Friday, January 7, 2011

Vengeance: Or Why I Love Johnnie To

Johnnie To's Vengeance hinges on the edge of perfection. Like most films by To, there is a flawless mix of action, comedy, and brotherhood. Vengeance not only exposes To's cinematic prowess, but shows that he can direct characters with rich complexities with minimal dialogue. With every glance or subtle twitch of the eye the audience already knows what the character is thinking. Vengeance relies on this because the protagonist is in a predicament. His daughters family is killed by a hit squad and he is charged to avenge them.

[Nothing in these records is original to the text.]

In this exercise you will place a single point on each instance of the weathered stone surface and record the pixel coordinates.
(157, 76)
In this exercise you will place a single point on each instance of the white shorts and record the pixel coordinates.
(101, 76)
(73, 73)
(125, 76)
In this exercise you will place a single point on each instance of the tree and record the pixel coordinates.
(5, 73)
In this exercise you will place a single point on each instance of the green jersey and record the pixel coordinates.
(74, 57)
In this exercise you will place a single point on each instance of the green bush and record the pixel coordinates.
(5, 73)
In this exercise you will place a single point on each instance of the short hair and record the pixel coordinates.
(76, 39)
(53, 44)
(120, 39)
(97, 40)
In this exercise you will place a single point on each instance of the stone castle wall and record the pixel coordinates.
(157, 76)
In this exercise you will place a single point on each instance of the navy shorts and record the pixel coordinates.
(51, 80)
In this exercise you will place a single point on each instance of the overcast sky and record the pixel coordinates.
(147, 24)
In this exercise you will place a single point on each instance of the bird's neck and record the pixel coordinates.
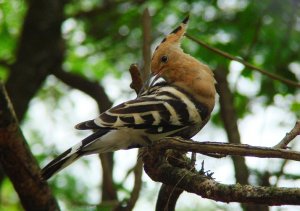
(197, 79)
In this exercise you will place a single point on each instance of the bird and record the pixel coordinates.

There is a problem though: his memory works in spurts of a few hours and sometimes minutes. Costello, played by Johnny Hallyday must take polaroids of people and write notes about them like Nolan's Memento. For a while Costello even forgets why he is even in China, which calls into question what is vengeance for? Costello doesn't even remember his daughters family being slaughtered. So why should he avenge them?

To's Confucian themes of brotherhood and fatherhood answer this question throughout the movie. Vengeance is not a personal vendetta or selfish action, it is an action which carries the weight of justice. Whether one remembers why they must avenge matters not. The importance relies on the fact that debt must be paid. Johnny To could have taken a nihilistic approach like most Hollywood films and had the thirst to kill be inspired by a relative and emotional based sense of justice. Instead To reminds the audience that our actions carry weight in the world and vengeance in a sense needs to be done to balance the world. A sort of blow your brains out karma.

Watching Vengeance is yet another breath of fresh air in contrast to the state of action films coming out of Hollywood. Instead of over budgeted messy action sequence's, To gives the audience a graceful dance of well thought-out shots and perfect visual storytelling. To trades the frantic, hand held nauseating style of y2k's action films for a reserved style, which holds on shots and lets the audience react instead of constantly guess what they just saw. In Vengeance there is a gun fight in a park which seems like a violent ballet with mixed slow motion, extremely wide shots, blended with a dance of bullets, and mist filled exit wounds. To's visual style continues to evolved and inspire awe in those who watch at his craft.
Overall I must say get out there and buy all of Johnnie To's films, skip the rental, but they are hard to find so please rent them and support pure and true action at its finest.


  1. A most excellent review. Agree 100%! It's hard to decide whether or not I like this or Exiled more - both are brilliantly shot, well-scripted, action pieces with terrific characters.

    I was most impressed by the amount of information that was communicated without dialogue, as you mentioned. Of course, the justice theme is also great.

    It seems very tough to make an action film that's exciting, beautiful, philosophical, and powerful all at the same time, but Johnny To makes it look easy!

  2. Nice review, it warms my heart to see Vengeance receiving the credit it deserves, unfortunately even many of To's fans see the film as being To lite which is pretty baffling to me.